Vermont Health Care Regulators Adjust Insurance Premium Increases
Vermont’s leading health care regulators have instructed health insurance companies operating under the state’s affordable care law to implement a yearly premium increase that is notably lower than what these companies had proposed earlier this year.
On Friday, the Green Mountain Care Board revealed its final decision regarding the percentage increase allowed for what are termed qualified health plans available through Vermont Health Connect, which caters to both individuals and small groups. Originally, the Regulatory Commission had suggested higher annual price increases for these plans.
This year, Blue Cross Blue Shield of Vermont, one of the two insurers offering plans via Vermont Health Connect, initially sought a significant 13.5% increase for individual markets and a 23.5% hike for small group markets. Ultimately, the care board approved increments of just 9.6% and 4.4%, respectively.
Meanwhile, MVP Health Plan Inc., the other insurer in Vermont, had asked for a 6.2% increase in the individual market and a 7.5% hike for small group plans. Again, the care board’s approved increases were much lower: 1.3% for individual plans and 2.5% for small group plans.
The implications of this decision suggest that Vermonters may encounter higher insurance costs compared to residents of other states while also placing Vermont’s Blue Cross Blue Shield at risk of facing financial difficulties.
According to Owen Foster, chair of the Green Mountain Care Board, the aim of the approved premium rates is to safeguard the state’s largest insurer while trying to keep costs manageable for Vermonters. “Blue Cross is in a tricky financial situation, but Vermont is, too. Our job is to find a balance between these competing needs,” Foster noted. He stressed that allowing steep increases would negatively impact people’s access to care and that the current trend of double-digit hikes was not acceptable.
Andrew Garland, vice president and spokesperson for Blue Cross Blue Shield, expressed uncertainty about whether these reduced rates would adequately cover costs in 2026. He indicated that the assessment would hinge on annual reviews of hospital budgets and subsequent pricing negotiations between hospitals and insurers.
Though there are challenges ahead, Garland seemed hopeful, commenting, “A lot has changed since we submitted these rates back in May.” He referenced a new law signed by Governor Phil Scott in June, which aims to reduce claims that certain hospitals can make for outpatient drugs in 2026, with hopes that this will save members millions.
Additionally, Garland mentioned that Blue Cross Blue Shield would gain higher risk transfer payments from MVP than initially anticipated. This is part of a strategy to balance out the lower-risk patients with higher-risk ones, as the Affordable Care Act mandates. In 2024, MVP is expected to have a majority of lower-risk enrollees, meaning they will contribute financially to this risk adjustment for Blue Cross Blue Shield.
The Regulatory Commission also determines how much each of the state’s 14 hospitals can increase their charges to insurers each year. Though preliminary indications suggested a 3% rise in fees for 2026, final decisions for each hospital won’t come until mid-September.
Simultaneously, insurance companies braced for potential significant losses, given the anticipated discontinuation of federal insurance subsidies that have been critical during the COVID-19 pandemic. Blue Cross Blue Shield projects that 12.6% of individual market members might lose their coverage, leaving only those who most need it, likely leading to a rise in overall costs.
Foster remarked that the recent decision will probably align Vermont’s rates more closely with those approved by other states or expected in the upcoming Marketplace Premiums.
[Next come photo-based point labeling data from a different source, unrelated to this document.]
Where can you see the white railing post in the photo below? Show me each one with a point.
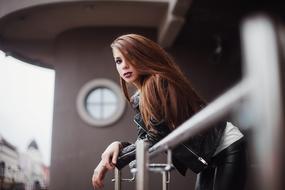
(142, 165)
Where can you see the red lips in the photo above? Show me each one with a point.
(127, 74)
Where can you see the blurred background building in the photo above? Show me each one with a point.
(22, 170)
(73, 37)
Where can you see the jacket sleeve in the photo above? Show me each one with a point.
(128, 152)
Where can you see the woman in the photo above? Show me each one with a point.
(164, 100)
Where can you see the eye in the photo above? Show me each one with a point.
(118, 61)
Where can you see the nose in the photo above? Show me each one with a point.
(125, 65)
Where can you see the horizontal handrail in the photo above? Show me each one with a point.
(202, 120)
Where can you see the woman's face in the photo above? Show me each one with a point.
(124, 68)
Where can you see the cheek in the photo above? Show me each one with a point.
(118, 69)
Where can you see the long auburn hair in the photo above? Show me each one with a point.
(166, 93)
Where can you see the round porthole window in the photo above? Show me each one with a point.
(100, 102)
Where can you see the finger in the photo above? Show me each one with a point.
(115, 157)
(106, 162)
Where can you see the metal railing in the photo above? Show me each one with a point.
(256, 102)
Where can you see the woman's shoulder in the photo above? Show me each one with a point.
(135, 99)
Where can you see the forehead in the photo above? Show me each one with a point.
(117, 53)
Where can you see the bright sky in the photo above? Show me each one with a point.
(26, 104)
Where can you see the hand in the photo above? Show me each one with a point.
(98, 176)
(108, 160)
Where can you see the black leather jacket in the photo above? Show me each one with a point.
(195, 154)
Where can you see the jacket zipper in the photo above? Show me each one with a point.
(198, 157)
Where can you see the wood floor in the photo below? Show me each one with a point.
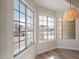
(59, 54)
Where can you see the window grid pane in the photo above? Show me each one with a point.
(46, 26)
(23, 23)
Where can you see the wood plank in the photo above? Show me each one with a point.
(59, 54)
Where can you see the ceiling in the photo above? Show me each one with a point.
(56, 5)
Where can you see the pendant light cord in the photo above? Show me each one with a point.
(70, 3)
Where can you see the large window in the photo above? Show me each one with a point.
(23, 27)
(46, 28)
(66, 29)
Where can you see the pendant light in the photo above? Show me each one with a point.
(71, 13)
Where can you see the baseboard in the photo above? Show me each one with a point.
(44, 50)
(69, 48)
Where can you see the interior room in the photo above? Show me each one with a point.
(39, 29)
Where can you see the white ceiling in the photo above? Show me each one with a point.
(57, 5)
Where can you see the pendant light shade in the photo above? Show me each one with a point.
(71, 13)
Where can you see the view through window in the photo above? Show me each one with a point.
(46, 28)
(23, 27)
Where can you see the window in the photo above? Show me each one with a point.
(66, 29)
(46, 28)
(23, 27)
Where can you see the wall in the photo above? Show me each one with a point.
(69, 43)
(6, 45)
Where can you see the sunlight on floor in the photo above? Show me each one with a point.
(52, 57)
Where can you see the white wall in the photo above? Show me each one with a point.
(6, 37)
(69, 43)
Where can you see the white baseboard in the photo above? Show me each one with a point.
(69, 48)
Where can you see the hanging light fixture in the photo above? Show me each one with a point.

Across the nation, individuals and insurance companies might also face financial challenges due to the loss of federal aid.
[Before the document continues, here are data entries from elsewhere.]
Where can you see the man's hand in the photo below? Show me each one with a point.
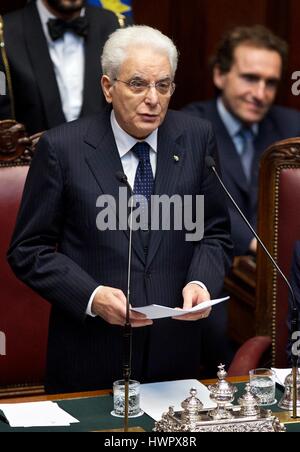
(110, 304)
(193, 295)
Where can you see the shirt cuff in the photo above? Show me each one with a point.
(89, 306)
(199, 284)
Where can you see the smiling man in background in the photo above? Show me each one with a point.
(53, 49)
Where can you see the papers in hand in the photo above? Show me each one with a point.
(36, 414)
(155, 311)
(157, 397)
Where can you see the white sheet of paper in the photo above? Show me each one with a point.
(36, 414)
(157, 397)
(155, 311)
(281, 374)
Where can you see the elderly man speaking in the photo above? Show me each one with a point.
(59, 250)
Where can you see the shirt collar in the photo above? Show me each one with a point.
(232, 124)
(125, 142)
(45, 15)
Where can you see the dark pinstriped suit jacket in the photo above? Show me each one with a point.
(58, 251)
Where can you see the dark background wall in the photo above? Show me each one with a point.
(196, 26)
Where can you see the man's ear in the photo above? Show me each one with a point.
(219, 78)
(106, 88)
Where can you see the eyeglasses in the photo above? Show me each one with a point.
(140, 86)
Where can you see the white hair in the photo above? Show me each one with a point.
(120, 41)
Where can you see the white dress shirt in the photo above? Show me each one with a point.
(130, 163)
(68, 58)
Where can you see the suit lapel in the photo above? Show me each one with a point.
(39, 56)
(170, 159)
(104, 161)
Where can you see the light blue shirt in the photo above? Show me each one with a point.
(68, 58)
(233, 126)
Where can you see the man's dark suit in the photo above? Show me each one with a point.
(58, 251)
(280, 123)
(37, 97)
(295, 274)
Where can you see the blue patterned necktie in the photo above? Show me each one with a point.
(247, 154)
(143, 182)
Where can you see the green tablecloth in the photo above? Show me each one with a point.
(94, 414)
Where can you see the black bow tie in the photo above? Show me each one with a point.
(58, 27)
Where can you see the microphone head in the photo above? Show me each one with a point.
(209, 161)
(121, 177)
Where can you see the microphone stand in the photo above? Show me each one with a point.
(127, 335)
(210, 163)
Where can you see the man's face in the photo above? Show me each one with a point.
(139, 114)
(65, 6)
(250, 87)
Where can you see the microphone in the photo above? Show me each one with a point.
(127, 335)
(210, 163)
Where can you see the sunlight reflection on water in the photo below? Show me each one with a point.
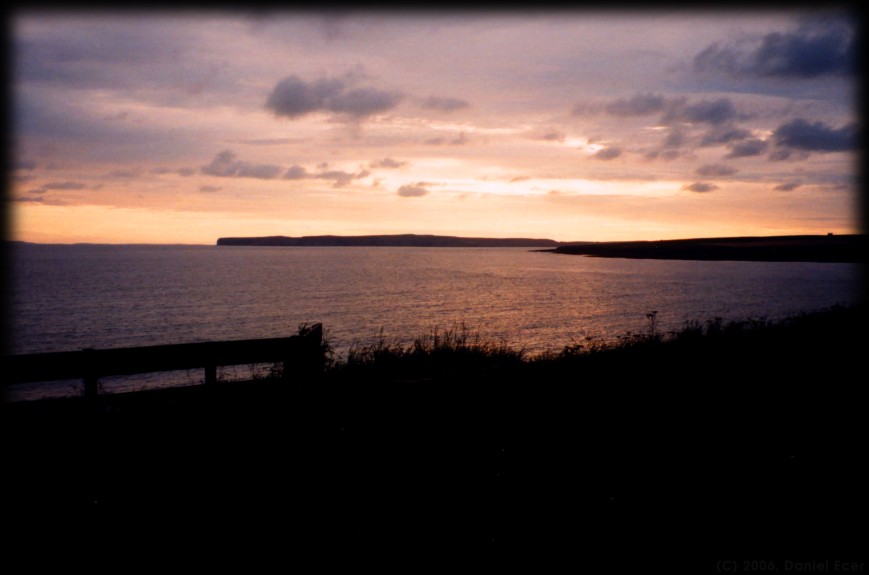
(71, 297)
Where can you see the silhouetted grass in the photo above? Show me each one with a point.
(713, 438)
(700, 344)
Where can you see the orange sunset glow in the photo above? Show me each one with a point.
(163, 127)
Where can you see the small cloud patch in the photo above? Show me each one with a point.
(700, 187)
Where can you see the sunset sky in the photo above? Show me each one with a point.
(182, 127)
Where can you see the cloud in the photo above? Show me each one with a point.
(712, 112)
(225, 165)
(260, 171)
(444, 104)
(64, 186)
(608, 153)
(552, 136)
(416, 190)
(700, 187)
(388, 163)
(747, 148)
(717, 135)
(674, 139)
(716, 170)
(459, 140)
(821, 48)
(296, 172)
(787, 187)
(338, 177)
(816, 137)
(638, 105)
(293, 97)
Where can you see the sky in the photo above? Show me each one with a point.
(574, 125)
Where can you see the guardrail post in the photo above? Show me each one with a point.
(210, 374)
(91, 379)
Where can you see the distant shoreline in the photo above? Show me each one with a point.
(400, 240)
(819, 249)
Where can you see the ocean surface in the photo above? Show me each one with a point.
(70, 297)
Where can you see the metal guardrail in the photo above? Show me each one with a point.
(300, 354)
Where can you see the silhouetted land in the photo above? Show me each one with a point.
(830, 248)
(741, 441)
(405, 240)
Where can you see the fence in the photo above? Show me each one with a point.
(301, 355)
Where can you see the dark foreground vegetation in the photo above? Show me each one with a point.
(825, 249)
(663, 452)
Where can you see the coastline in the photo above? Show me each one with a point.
(819, 249)
(440, 450)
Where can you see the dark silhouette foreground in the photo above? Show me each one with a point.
(724, 444)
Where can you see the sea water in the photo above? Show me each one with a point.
(70, 297)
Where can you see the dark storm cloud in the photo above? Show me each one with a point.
(816, 137)
(444, 104)
(608, 153)
(747, 148)
(787, 187)
(388, 163)
(822, 47)
(225, 165)
(675, 139)
(416, 190)
(293, 97)
(700, 187)
(715, 170)
(638, 105)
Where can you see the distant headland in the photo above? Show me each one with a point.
(848, 248)
(401, 240)
(810, 248)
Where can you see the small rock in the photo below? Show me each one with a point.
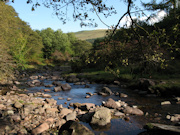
(60, 98)
(43, 127)
(68, 99)
(71, 116)
(47, 90)
(106, 90)
(87, 96)
(47, 96)
(66, 87)
(166, 103)
(56, 89)
(123, 95)
(119, 114)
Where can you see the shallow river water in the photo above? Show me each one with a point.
(150, 105)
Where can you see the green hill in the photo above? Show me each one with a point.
(90, 35)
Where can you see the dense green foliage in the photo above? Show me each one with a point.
(19, 43)
(60, 47)
(142, 48)
(21, 46)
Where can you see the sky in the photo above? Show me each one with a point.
(43, 17)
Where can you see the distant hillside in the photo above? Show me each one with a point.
(90, 35)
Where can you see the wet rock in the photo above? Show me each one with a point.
(2, 107)
(165, 103)
(56, 83)
(117, 83)
(68, 99)
(50, 85)
(71, 116)
(16, 118)
(89, 93)
(175, 118)
(65, 111)
(43, 127)
(123, 95)
(87, 96)
(51, 101)
(77, 83)
(101, 117)
(47, 96)
(88, 106)
(74, 128)
(119, 114)
(60, 98)
(87, 86)
(144, 83)
(110, 103)
(17, 82)
(106, 90)
(56, 89)
(169, 129)
(66, 87)
(102, 93)
(33, 77)
(135, 111)
(85, 117)
(47, 90)
(72, 79)
(142, 92)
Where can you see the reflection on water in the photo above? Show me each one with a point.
(117, 126)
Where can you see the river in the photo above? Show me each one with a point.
(153, 111)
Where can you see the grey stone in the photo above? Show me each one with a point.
(101, 117)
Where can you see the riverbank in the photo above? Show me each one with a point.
(161, 85)
(39, 106)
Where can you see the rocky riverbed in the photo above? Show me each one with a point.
(33, 106)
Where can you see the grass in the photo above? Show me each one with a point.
(92, 34)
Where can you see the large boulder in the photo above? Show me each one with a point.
(135, 111)
(74, 128)
(72, 79)
(43, 127)
(110, 103)
(106, 90)
(101, 117)
(56, 89)
(66, 87)
(144, 83)
(65, 111)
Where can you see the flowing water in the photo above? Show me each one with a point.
(150, 105)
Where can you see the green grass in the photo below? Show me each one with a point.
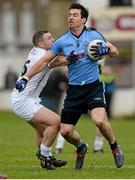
(18, 161)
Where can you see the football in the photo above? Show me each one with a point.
(90, 53)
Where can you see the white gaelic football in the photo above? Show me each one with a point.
(94, 43)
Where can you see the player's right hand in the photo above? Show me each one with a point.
(21, 83)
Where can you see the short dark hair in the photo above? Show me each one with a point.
(37, 37)
(84, 11)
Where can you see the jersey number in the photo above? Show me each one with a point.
(24, 70)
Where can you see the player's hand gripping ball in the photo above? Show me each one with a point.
(97, 50)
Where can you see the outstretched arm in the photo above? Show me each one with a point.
(113, 50)
(60, 60)
(39, 65)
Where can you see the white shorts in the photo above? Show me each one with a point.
(25, 107)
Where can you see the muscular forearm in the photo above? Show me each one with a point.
(37, 67)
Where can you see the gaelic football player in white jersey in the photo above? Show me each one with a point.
(26, 104)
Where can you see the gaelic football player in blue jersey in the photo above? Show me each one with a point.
(85, 92)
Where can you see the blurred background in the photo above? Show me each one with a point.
(20, 19)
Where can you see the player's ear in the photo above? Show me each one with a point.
(84, 20)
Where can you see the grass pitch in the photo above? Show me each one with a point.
(18, 161)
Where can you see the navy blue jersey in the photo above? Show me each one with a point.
(84, 70)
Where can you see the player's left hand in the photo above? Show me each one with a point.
(100, 50)
(72, 58)
(21, 83)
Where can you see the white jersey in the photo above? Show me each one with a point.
(37, 82)
(26, 103)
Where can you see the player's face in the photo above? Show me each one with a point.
(74, 18)
(47, 41)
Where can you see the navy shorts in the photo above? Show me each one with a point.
(80, 99)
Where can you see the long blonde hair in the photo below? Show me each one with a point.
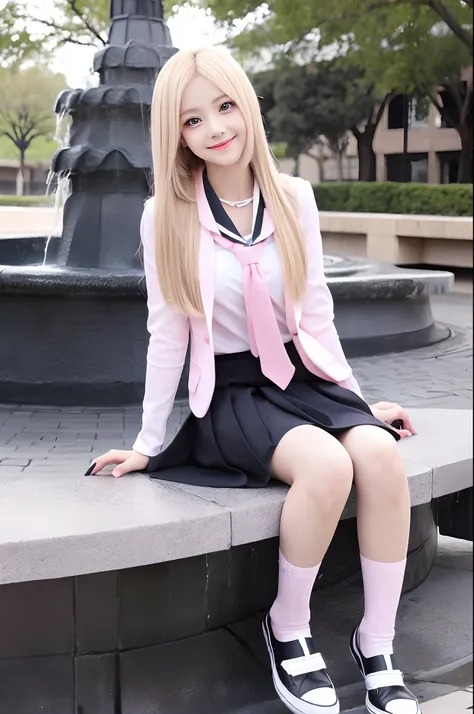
(177, 227)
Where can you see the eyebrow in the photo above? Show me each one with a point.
(193, 109)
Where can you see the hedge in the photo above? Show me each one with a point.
(391, 197)
(6, 200)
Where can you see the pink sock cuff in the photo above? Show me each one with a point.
(381, 563)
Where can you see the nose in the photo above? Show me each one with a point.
(215, 127)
MVP’s spokesperson, Michelle Golden, highlighted on Monday that the new board-approved rates are a testament to collective efforts aimed at ensuring accessible, quality care while managing costs effectively for the entire community.
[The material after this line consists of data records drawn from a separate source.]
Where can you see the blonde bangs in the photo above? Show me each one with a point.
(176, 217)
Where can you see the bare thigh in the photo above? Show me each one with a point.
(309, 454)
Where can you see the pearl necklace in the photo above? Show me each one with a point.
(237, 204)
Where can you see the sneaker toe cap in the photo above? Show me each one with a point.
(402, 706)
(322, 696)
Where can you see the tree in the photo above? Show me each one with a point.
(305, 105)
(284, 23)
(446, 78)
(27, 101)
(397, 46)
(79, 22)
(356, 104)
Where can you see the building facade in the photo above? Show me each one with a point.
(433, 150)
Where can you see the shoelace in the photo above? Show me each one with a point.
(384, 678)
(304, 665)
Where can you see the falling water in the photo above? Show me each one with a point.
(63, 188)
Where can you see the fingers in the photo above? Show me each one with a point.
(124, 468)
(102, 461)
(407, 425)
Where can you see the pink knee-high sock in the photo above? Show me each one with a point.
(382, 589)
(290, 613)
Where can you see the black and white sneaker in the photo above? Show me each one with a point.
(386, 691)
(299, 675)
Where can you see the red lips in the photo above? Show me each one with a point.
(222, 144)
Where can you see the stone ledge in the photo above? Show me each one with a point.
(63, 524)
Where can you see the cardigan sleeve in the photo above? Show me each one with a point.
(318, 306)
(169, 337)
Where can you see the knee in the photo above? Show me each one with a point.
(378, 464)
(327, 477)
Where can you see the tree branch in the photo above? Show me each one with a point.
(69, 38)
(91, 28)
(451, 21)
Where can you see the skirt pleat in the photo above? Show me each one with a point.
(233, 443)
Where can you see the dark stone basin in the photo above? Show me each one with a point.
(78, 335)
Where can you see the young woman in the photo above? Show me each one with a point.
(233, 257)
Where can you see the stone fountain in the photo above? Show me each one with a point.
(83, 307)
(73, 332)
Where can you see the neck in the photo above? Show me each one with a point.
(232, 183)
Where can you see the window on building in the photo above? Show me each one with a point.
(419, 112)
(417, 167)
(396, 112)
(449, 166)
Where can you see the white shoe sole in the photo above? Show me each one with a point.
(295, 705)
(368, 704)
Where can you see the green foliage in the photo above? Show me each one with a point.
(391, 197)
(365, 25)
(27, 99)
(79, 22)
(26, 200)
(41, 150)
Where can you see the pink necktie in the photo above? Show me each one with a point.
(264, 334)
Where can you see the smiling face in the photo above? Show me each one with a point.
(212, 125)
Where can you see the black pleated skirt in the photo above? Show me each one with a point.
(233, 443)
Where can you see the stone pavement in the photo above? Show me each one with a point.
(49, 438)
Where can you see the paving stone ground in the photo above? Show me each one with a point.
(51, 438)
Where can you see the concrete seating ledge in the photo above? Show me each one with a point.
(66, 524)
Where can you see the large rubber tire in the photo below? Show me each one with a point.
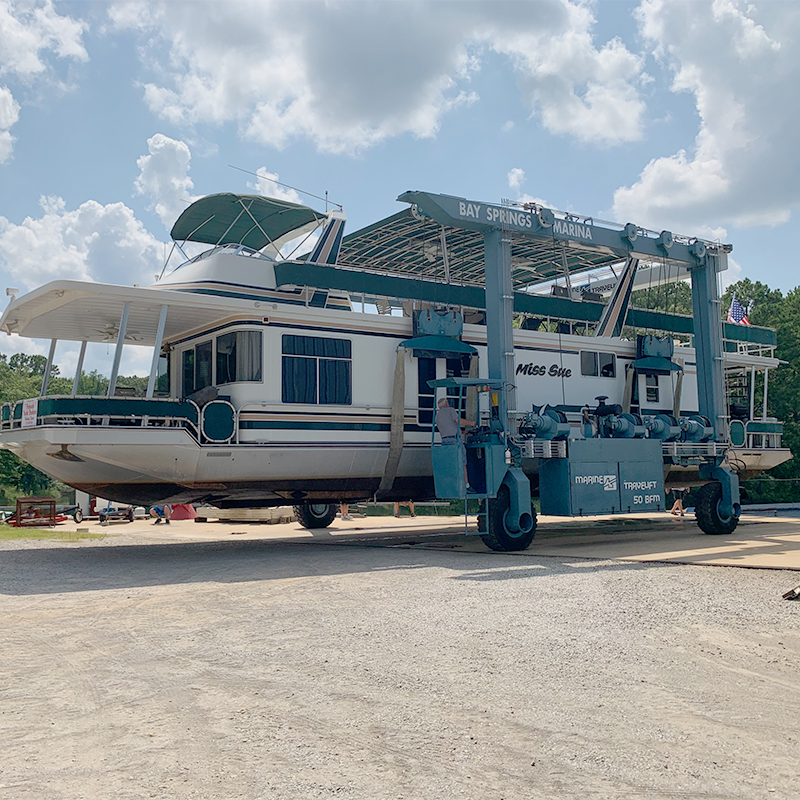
(498, 537)
(315, 515)
(706, 511)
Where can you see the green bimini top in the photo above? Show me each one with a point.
(245, 219)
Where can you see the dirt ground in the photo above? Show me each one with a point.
(197, 665)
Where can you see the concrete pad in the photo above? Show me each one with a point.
(758, 542)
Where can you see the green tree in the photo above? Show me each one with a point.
(674, 298)
(762, 303)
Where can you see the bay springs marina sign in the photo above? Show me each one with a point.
(524, 220)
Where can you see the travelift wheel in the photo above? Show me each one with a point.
(315, 515)
(498, 537)
(707, 511)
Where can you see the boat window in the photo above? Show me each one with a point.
(426, 371)
(608, 366)
(316, 370)
(197, 368)
(651, 384)
(603, 365)
(239, 357)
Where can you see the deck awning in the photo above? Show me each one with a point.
(437, 346)
(656, 365)
(90, 312)
(245, 219)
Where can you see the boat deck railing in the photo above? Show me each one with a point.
(92, 411)
(220, 422)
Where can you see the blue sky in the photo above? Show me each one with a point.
(114, 115)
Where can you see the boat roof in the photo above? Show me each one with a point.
(91, 312)
(247, 219)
During the briefing, Foster indicated that insurers often feel they lack the ability to negotiate fair prices with hospitals. Recently, the state’s Department of Financial Regulation has emphasized its role in bolstering insurers’ negotiating positions, stating it wouldn’t approve plans that jeopardize their financial stability.
Insurance companies do have the option to appeal the board’s ruling within 30 days, though as of now, there hasn’t been any confirmation on whether they plan to pursue that avenue.